Farid heard of the NSEP around the same time but was hesitant to get onto the programme because of a childhood fear of needles. So he opted for sheer willpower and methadone to help him kick the heroin habit.
Both men, however, lament the discrimination that their addiction has heaped upon them.
“When employers find out about our records, they refuse to contribute to the Employees Provident Fund or they hold back our salary,” Mohan claimed. “This happens a lot with security companies. We are open and honest about our past but our employers use it against us.”

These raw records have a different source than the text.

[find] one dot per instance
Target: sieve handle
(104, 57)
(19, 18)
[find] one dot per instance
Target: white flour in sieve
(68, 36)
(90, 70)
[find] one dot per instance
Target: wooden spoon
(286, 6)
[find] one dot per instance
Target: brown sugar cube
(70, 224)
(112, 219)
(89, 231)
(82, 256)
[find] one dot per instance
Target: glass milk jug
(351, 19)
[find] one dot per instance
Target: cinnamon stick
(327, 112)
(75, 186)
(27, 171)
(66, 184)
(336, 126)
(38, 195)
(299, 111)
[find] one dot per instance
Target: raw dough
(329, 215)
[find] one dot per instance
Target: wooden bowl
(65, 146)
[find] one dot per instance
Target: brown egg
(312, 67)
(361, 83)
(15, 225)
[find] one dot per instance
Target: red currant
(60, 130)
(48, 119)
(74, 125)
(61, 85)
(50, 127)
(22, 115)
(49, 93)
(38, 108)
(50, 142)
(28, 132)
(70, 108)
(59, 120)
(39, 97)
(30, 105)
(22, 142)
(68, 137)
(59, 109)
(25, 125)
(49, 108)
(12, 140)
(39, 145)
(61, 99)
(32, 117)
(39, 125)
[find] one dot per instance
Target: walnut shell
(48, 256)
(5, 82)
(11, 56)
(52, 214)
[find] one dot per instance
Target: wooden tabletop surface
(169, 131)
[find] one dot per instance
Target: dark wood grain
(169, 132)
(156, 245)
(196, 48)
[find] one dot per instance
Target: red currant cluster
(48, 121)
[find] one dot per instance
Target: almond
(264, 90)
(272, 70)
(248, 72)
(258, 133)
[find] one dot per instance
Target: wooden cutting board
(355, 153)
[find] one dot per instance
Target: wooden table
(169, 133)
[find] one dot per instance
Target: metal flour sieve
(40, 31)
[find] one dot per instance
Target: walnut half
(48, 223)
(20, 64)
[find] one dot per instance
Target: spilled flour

Farid related a previous experience working as a security guard at a condominium. According to him, his employers assured him that they had no problems with his past but then held back his salary on payday.
“One night the police raided our hostel and arrested all of us. It turned out that our employers had tipped them off. After I got out of prison, I went back to claim my salary but the company said that I had forfeited it after I didn't turn up for work without prior notice. I heard that they hired a different set of security guards and repeated the same trick.”
The setbacks, however, haven't eroded Mohan's faith in the NSEP or himself. He is confident that he will lift himself out of his addiction in the near future.
“But we need help,” he admitted. “We fall easily and we need support or else we're not going to make it. You know the saying, how behind every successful man is a woman? It applies here. Behind every former addict is a friend and that friend is now the NSEP.”